Saturday, December 19, 2009
O is for Owl
ABCs of Mediocre Marvel Villainy
I'm not going to mess with you here, Owl was supposed to be Daredevil's nemesis. They built him up (Buttercup), they took him from a Wall Street dude that could glide, to a mutant with Owl powers who was a criminal kingpin.
The problem?
Presumably that he looks friggin' ridiculous. He's wearing a green Sherlock Holmes coat.
He has OWL powers.
Do you understand what I'm saying to you?
And, yes, he eats mice occasionally.
Last time I saw The Owl people were taking DNA out of his back to make some sort of mutant drug.
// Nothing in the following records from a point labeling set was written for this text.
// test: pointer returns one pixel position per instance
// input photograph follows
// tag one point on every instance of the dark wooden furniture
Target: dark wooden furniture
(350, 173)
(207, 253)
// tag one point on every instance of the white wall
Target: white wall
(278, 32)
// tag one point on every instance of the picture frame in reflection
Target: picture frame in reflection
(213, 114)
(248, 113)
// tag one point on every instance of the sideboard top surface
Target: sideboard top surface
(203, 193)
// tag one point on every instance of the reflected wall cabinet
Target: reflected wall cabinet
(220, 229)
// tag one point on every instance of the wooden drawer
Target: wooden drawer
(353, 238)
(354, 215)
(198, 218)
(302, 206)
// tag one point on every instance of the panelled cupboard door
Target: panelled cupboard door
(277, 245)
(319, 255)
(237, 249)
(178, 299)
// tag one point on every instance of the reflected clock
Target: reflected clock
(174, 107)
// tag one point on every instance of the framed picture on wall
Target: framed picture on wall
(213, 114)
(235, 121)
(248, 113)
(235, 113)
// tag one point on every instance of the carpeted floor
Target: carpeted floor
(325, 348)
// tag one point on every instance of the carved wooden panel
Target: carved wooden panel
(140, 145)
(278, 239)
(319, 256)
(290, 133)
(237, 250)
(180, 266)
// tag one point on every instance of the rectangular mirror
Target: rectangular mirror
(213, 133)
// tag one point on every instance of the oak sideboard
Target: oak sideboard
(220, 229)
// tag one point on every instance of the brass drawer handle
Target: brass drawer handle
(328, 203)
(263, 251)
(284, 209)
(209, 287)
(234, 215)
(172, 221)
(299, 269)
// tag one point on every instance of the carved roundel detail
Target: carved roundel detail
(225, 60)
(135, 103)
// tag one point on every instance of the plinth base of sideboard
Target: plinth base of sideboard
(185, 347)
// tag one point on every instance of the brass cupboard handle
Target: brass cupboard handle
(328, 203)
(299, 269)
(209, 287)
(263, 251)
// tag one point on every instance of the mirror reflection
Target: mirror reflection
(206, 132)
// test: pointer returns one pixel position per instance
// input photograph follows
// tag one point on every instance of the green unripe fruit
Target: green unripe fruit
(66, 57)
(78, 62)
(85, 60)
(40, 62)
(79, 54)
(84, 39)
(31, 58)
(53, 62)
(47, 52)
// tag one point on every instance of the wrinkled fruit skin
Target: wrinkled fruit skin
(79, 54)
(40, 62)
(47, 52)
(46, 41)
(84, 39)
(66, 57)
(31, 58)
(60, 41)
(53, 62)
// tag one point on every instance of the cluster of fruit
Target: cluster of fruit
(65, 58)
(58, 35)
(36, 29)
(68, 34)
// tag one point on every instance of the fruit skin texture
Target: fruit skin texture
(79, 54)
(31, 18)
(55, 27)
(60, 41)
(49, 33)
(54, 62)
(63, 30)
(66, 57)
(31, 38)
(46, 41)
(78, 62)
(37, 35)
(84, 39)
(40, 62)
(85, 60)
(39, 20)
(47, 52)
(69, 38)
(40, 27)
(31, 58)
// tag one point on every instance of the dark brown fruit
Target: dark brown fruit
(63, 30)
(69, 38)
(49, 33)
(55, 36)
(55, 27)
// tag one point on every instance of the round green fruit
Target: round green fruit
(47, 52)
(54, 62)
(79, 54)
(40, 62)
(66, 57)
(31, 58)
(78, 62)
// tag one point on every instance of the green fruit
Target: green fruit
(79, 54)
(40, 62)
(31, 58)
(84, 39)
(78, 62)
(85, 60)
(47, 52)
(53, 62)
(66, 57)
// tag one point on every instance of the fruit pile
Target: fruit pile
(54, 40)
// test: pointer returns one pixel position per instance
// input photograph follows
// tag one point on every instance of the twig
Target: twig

I mean, really?
Ha.
OWL POWERS.
Also, his death has been ignored . The Hood (an actual, intimidating criminal kingpin and overall bad guy) shot him in the head, and a few months later he showed up in Daredevil being all sorts of lame.
I know what you're thinking, because I keep bringing this back up, "Kyle, no one stays dead in comics." And you're right. But usually everyone is just brought back through some convoluted resurrection. These guys are so lame that you just don't bother to keep track if they're alive or dead. Probably, after the issue comes out, one of your homies says "Hey, dude, you wrote the Owl in this story, but he's dead." And you just go, "Oh. Whoopsies!"